The newly-renovated home side bleachers at George S. Johnson Memorial Stadium were jammed to capacity Friday night as the Viking Nation celebrated an historic occasion.

An estimated 3,000 people showed up for the dedication ceremony honoring Austin Childers, a 2009 graduate who has battled mitochondrial disease since his seventh grade year.

During the ceremony, the football field was named Austin Childers Field, and Childers himself arrived  to the stadium via ambulance from a local hospice facility. A standing ovation greeted him as emergency personnel wheeled Austin to midfield, where he was joined by his family and dozens of Austin’s classmates, along with former FPD football players and cheerleaders.

Following opening remarks from headmaster Gregg Thompson and board chair Saynor Foshee, head coach Greg Moore praised Childers for his optimism and courage in the face of adversity, and FPD grad and State Representative Allen Peake read a proclamation in honor of Childers on behalf of Georgia Gov. Nathan Deal.

“You have been a hero to many, including me,” Deal wrote, “and I thank you for the testimony of a life well-lived. To God be the glory.”

Moore then introduced special guest speaker Bill Curry, who spoke for several minutes about how Childers’ legacy of faith, hope and courage has left a permanent impact on thousands of lives.

“It’s an understatement to say that Austin has had a good impact on an awful lot of people,” Moore said. “The evidence is in the crowd we had (Friday) and all the folks we had here to honor him, and rightfully so … He’s a brilliant young man and God has used him in ways that I don’t even think Austin can understand.”

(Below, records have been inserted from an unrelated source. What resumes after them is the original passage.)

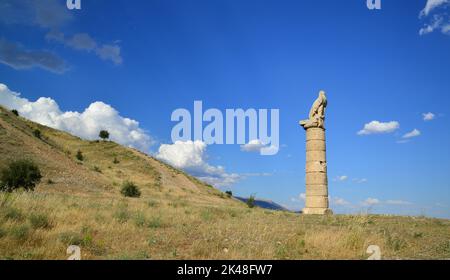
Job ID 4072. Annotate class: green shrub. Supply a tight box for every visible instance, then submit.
[11,109,19,116]
[29,213,52,229]
[59,231,83,246]
[147,217,162,228]
[120,181,141,198]
[10,224,30,240]
[0,160,42,192]
[33,129,41,139]
[2,207,24,221]
[134,212,146,227]
[114,208,130,223]
[76,150,84,161]
[225,191,233,197]
[147,200,159,207]
[113,157,120,164]
[246,195,256,209]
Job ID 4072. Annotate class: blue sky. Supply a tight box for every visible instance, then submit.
[1,0,449,218]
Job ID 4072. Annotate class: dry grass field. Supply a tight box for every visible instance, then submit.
[1,106,450,260]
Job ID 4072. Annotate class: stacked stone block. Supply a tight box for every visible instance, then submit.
[303,127,332,215]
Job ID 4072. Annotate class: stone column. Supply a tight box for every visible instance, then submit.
[303,128,332,215]
[299,91,332,215]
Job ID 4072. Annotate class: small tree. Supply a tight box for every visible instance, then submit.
[76,150,84,161]
[225,191,233,197]
[120,181,141,198]
[246,195,256,209]
[99,130,110,141]
[11,109,19,116]
[0,160,42,192]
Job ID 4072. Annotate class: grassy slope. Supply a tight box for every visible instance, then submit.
[0,106,449,260]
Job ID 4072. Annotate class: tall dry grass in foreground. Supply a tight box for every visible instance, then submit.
[1,192,449,260]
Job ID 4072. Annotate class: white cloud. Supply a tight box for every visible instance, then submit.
[240,139,278,155]
[419,15,444,35]
[0,83,153,151]
[353,178,368,184]
[385,200,413,206]
[299,193,306,201]
[419,0,450,36]
[156,140,239,188]
[443,24,450,34]
[333,175,348,182]
[95,44,123,65]
[420,0,448,17]
[423,112,435,121]
[331,197,350,206]
[357,121,400,135]
[241,172,273,177]
[66,33,98,51]
[402,129,421,139]
[362,198,380,206]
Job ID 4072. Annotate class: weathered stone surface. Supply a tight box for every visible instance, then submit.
[305,161,327,173]
[306,128,326,141]
[306,173,328,185]
[306,140,326,151]
[302,208,333,215]
[306,151,326,162]
[299,91,332,215]
[305,184,328,196]
[306,196,329,208]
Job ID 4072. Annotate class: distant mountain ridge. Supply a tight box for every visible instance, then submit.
[234,196,290,211]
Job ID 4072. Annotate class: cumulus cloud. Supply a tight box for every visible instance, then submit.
[362,198,412,206]
[402,129,421,139]
[66,33,98,51]
[420,0,449,17]
[95,44,123,65]
[0,39,67,73]
[241,172,273,178]
[385,200,412,206]
[423,112,436,121]
[331,197,350,206]
[362,198,380,206]
[240,139,279,155]
[419,0,450,36]
[352,178,368,184]
[333,176,367,183]
[0,83,153,151]
[240,139,265,152]
[357,121,400,135]
[333,175,348,182]
[156,140,240,188]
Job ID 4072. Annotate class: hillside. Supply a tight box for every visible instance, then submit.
[1,105,450,260]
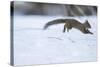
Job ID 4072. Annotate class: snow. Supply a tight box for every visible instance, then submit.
[13,15,97,66]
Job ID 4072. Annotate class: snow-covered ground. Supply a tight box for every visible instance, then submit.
[13,15,97,66]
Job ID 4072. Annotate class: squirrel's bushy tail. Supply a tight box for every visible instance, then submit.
[43,19,66,30]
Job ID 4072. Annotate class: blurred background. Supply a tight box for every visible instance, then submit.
[11,1,97,16]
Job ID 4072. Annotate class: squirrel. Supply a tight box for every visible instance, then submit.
[43,18,93,34]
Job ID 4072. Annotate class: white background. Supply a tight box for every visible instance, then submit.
[0,0,99,67]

Afterward, FPD chaplain Charley Chase read remarks from Austin, the text of which is below.

To see photos from the event, check the photo gallery on the FPD Flickr page.

Paraphrasing the great Yankee slugger Lou Gehrig, “Today I consider myself the most Blessed man on the face of the Earth”.  I find it difficult to express how I am feeling.  The words that come to my mind when thinking about tonight are Grace, Humility and Love. 

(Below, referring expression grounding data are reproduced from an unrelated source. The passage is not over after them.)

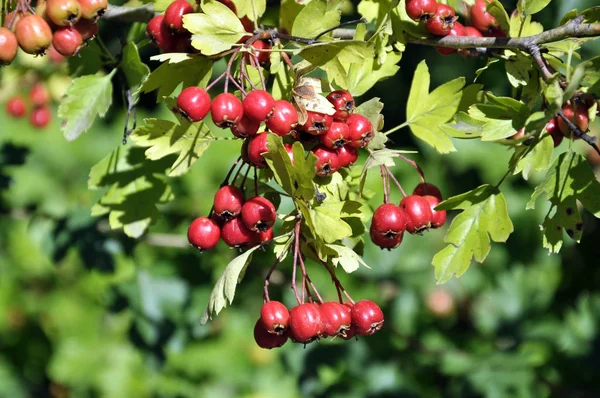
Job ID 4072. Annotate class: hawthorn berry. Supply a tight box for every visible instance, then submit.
[320,301,352,338]
[146,15,173,50]
[425,3,457,36]
[546,117,563,147]
[557,102,589,138]
[52,27,83,57]
[241,196,277,232]
[211,93,244,128]
[243,90,275,122]
[326,90,355,122]
[46,0,81,27]
[0,27,18,65]
[73,18,99,41]
[422,195,446,229]
[177,86,211,122]
[15,15,53,55]
[351,300,384,336]
[400,195,433,234]
[313,145,340,177]
[265,100,298,136]
[405,0,437,22]
[302,111,333,135]
[289,303,324,343]
[47,46,66,63]
[246,132,269,168]
[3,11,24,32]
[284,143,295,164]
[346,114,374,148]
[213,185,245,220]
[320,121,349,149]
[336,145,358,168]
[77,0,108,21]
[231,116,260,138]
[370,203,407,249]
[251,40,271,65]
[459,26,483,56]
[260,301,290,334]
[413,182,442,201]
[29,84,51,107]
[6,96,26,118]
[30,106,51,128]
[254,318,288,349]
[470,0,498,33]
[187,216,221,251]
[436,22,466,56]
[164,32,192,53]
[221,217,254,248]
[252,227,273,245]
[164,0,194,32]
[426,288,455,318]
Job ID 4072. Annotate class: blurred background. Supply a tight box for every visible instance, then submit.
[2,0,600,397]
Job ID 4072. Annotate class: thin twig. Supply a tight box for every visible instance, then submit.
[384,165,407,198]
[263,240,292,302]
[396,154,426,183]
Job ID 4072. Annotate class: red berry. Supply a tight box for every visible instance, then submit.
[370,226,403,250]
[436,22,466,56]
[370,203,407,249]
[346,114,374,148]
[231,116,260,138]
[52,27,83,57]
[77,0,107,21]
[15,15,53,55]
[302,111,333,136]
[47,46,66,63]
[6,96,26,118]
[211,93,244,128]
[252,227,273,245]
[400,195,433,234]
[320,122,350,149]
[326,90,355,122]
[422,195,446,228]
[254,318,288,349]
[336,145,358,168]
[213,185,245,220]
[251,40,271,65]
[164,31,191,53]
[351,300,384,336]
[241,196,277,232]
[284,143,295,164]
[246,132,269,168]
[265,100,298,136]
[30,106,51,128]
[412,182,442,201]
[459,26,483,56]
[165,0,194,32]
[46,0,81,27]
[177,86,211,122]
[0,27,18,65]
[313,145,340,177]
[243,90,274,122]
[546,117,563,147]
[187,216,221,251]
[425,3,456,36]
[3,11,24,32]
[73,18,98,41]
[405,0,437,22]
[29,84,51,107]
[470,0,498,33]
[146,15,173,50]
[558,103,589,138]
[221,217,254,248]
[260,301,290,334]
[320,302,352,338]
[289,303,324,343]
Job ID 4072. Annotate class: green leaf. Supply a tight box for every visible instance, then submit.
[441,112,486,139]
[129,119,214,177]
[182,2,249,55]
[88,145,174,238]
[485,0,510,33]
[200,245,261,324]
[517,0,551,15]
[231,0,266,20]
[355,97,387,148]
[291,0,340,39]
[509,13,543,37]
[57,70,116,141]
[359,148,417,193]
[310,201,353,243]
[327,244,370,273]
[406,61,464,153]
[505,53,532,87]
[432,185,514,283]
[120,42,150,102]
[513,134,553,180]
[527,152,600,253]
[347,51,401,97]
[141,56,213,102]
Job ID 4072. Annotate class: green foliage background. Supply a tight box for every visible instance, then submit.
[2,0,600,397]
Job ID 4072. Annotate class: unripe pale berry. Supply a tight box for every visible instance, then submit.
[77,0,108,21]
[0,27,18,65]
[46,0,81,27]
[15,15,53,55]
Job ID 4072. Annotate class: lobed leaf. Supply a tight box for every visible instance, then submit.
[327,244,371,273]
[141,56,213,102]
[120,42,150,103]
[291,0,340,39]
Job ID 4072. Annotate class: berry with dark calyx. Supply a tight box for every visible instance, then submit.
[241,196,277,232]
[413,182,442,201]
[266,100,298,136]
[400,195,433,234]
[52,26,83,57]
[470,0,498,33]
[246,132,269,168]
[254,318,288,349]
[0,28,18,65]
[320,302,352,338]
[302,111,333,135]
[213,185,245,220]
[73,18,98,41]
[546,117,563,147]
[164,0,194,32]
[370,225,403,249]
[29,84,51,107]
[425,3,457,36]
[15,15,53,55]
[260,301,290,334]
[337,145,359,168]
[46,0,81,27]
[177,86,211,122]
[313,145,340,177]
[252,227,273,245]
[289,303,324,344]
[243,89,274,122]
[251,40,271,65]
[436,22,466,56]
[211,93,244,128]
[370,203,407,249]
[557,102,589,138]
[346,114,374,148]
[459,26,483,56]
[231,116,260,138]
[221,217,254,248]
[146,15,173,50]
[77,0,108,21]
[422,195,447,228]
[406,0,438,22]
[326,90,355,121]
[6,97,26,118]
[30,106,52,128]
[351,300,384,336]
[187,216,221,251]
[320,121,350,149]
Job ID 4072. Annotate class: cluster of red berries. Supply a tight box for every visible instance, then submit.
[254,299,384,349]
[406,0,504,56]
[0,0,104,65]
[370,182,446,250]
[187,186,276,251]
[5,83,52,128]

Outside of my family, First Presbyterian Day School and my friends are the greatest blessings in my life.

Even though this football field is named after me, it is really about you and the mission of FPD. 

I never thought my name would be synonymous with FPD and equipping the world for God’s glory. 

But God so graciously saw fit to allow my life to be used in this way.

I can remember laying in my bed in the children’s hospital late one fall night during my sophomore year.

I was feeling especially lonely that night, because it was the night we beat Stratford and I was stuck in the hospital by myself.

And then, out of the dark hallway, my teammates appeared. They crowded around my hospital bed, laughing and telling me all about the game. And then, coach Moore handed me the game ball that all the guys had signed.

I still have the ball and still see the score of that game in black ink, and it makes me smile.

I think about that night a lot, because my teammates chose to celebrate their big moment with me. They always made me feel like I belonged, even though I never played a down.

I’d like to close by telling you how much I LOVE YOU!  I’ve been asked before if I’d trade my illness for a healthy life; I know that without mitochondrial disease I would not have the lasting relationships God has so richly blessed me with.

FPD is more than a school to me. It has been a source of strength during my darkest times, a constant reminder of God’s unfailing love.

It is why I can identify with the apostle Paul, writing to the Philippians: “I thank my God every time I remember you.”

Through every trial, every setback, every heartbreak, my FPD family has been at my side, praying, laughing and crying right along with me.

My life is richer because of each of you.

This night, and your friendship, means more to me than I could ever express. Thank you for simply being there when I needed you the most.

I will always love you for it, and I’m so proud God made me a Viking.